Cynthia had to make two trips from San Francisco back to Tuscaloosa before she completed her parole requirements. Chuck and I decided to give her two round-trip plane tickets in order to do this. The flight turned out to be a serious situation, but she was funny in the telling.
Cynthia, what are you supposed to do in San Francisco for ten days—walk the streets?
Just worry, and want to go home every day, and missing my family, and just sit here.
I guess they want to see if you’ll run. It’s like sticking an alcoholic in a bar. Putting you back in that environment’s got to be hard.
I could have had that first drink on the plane coming here, but no. Believe me; I was looking at them, too—beer, the white wines, the red wines. Hmm, the white wine sounds good before dinner. And I said, “Well, that’s okay, I don’t feel like drinking. I know what it’ll do to me.” I’m sitting there looking at all the drinks and the attendant’s passing by. She comes to me, and I say, “Well, I’ll tell you what—I’ll just have a Canada Dry!”
I thought about that, Cynthia. “Here, she’s locked up in that plane, and the flight attendant is coming around asking her if she wants a drink.”

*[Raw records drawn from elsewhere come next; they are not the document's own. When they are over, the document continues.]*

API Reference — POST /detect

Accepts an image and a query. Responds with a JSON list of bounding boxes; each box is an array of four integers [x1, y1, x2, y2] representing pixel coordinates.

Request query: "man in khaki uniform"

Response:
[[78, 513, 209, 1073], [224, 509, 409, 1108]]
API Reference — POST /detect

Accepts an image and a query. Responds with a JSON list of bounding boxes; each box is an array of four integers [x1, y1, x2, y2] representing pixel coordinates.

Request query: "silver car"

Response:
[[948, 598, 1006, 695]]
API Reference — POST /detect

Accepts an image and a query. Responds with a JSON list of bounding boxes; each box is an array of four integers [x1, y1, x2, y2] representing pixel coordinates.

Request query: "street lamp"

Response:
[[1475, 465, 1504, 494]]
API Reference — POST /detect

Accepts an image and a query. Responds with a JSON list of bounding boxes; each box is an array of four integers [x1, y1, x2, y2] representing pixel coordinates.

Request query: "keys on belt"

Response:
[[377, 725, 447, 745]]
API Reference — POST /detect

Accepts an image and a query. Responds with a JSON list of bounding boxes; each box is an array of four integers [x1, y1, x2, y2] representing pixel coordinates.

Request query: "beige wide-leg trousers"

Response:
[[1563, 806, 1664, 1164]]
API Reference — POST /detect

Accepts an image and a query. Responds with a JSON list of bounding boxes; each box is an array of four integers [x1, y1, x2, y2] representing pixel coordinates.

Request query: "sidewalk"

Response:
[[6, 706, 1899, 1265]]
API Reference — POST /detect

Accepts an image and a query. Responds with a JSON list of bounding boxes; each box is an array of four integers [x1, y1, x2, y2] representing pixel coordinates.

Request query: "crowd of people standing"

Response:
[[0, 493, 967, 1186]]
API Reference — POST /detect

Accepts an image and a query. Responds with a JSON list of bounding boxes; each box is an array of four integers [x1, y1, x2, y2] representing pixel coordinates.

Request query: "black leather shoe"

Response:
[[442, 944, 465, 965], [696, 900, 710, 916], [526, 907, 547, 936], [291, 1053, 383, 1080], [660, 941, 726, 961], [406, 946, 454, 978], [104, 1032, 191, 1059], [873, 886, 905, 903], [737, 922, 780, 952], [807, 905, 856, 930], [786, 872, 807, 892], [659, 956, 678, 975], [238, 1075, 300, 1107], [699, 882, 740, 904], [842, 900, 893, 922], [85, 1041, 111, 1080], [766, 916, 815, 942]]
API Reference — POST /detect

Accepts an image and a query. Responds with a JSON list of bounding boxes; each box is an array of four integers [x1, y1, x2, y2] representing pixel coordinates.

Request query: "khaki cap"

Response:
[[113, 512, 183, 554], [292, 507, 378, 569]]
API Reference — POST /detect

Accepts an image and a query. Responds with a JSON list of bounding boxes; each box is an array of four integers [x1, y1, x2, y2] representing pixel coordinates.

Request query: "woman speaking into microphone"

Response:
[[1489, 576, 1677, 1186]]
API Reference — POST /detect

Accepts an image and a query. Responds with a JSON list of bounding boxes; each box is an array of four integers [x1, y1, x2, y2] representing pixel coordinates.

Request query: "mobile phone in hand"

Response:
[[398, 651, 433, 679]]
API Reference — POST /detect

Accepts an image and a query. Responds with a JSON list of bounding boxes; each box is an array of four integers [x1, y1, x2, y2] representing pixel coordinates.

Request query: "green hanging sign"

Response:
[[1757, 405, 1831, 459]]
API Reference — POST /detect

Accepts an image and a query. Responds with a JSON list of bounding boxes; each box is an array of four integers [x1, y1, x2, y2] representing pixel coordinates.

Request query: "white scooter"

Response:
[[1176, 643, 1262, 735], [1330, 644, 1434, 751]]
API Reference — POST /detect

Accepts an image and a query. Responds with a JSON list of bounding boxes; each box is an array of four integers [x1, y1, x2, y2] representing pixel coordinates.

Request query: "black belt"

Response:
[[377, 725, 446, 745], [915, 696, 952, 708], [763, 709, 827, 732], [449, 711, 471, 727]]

Yeah, I looked over at the beers, Jack Daniels, and I said, “Here she comes.” My stomach started turning, and she got a little closer, and my stomach started turning a little more. She got to me and said, “Would you like something to drink.” I looked at her and said, “Sure, I’d like to have a Canada Dry!” I am serious, Mom. I can laugh about it now, but I was very vulnerable, emotionally, and scared about the flight. “Relax, one drink won’t hurt. You’ll feel better.” I said, “Naw, I don’t want anything to drink; that ain’t the answer.” Then they came passing around again. “Would you like to freshen up your drink, or would you like another drink?” Then I saw this guy over here pop a lite beer.
Oh gosh, that’s really tough, isn’t it?
Yeah, it was, but I made it. As I said, you have to have the willpower.
I thought, “Well, maybe Cynthia should take a bus, and she wouldn’t have those drinks around her.”
You’ve got to think about it, Mom. Any time you go into the store, there’s gonna be alcohol. When you feel down and stressed, that’s when it really hits you, and it starts to mess with you. It’s hard. I ain’t gonna lie to you. But like today it’s an easier day. I’ll just pray on it again tonight and say, “Lord, thank you for keeping me strong.” Yeah, I think about my home. I think about Daniel. I think about you. I think about my family. I’ve come this far, what’s another week? I want to get this over with and behind me, Mom.
You just turned 33, and you’ve got your whole life ahead of you.
I was really, really going through it yesterday. When I was walking to Walgreens, someone grabbed me, and I got him off me. He had his arm around me real tight, and I yanked and pushed him off. I was in a business suit, and he did that, I mean in daylight. That’s the reason why I don’t go out at night. This place has really gone crazy around here.
Well, be careful, Cynthia. As soon as you know, you’re going to be going home, call and change the ticket.
United’s really nice. TV in front of you and everything. Okay, Mom. Well, I’ll give you a call tomorrow. I love you, Mom.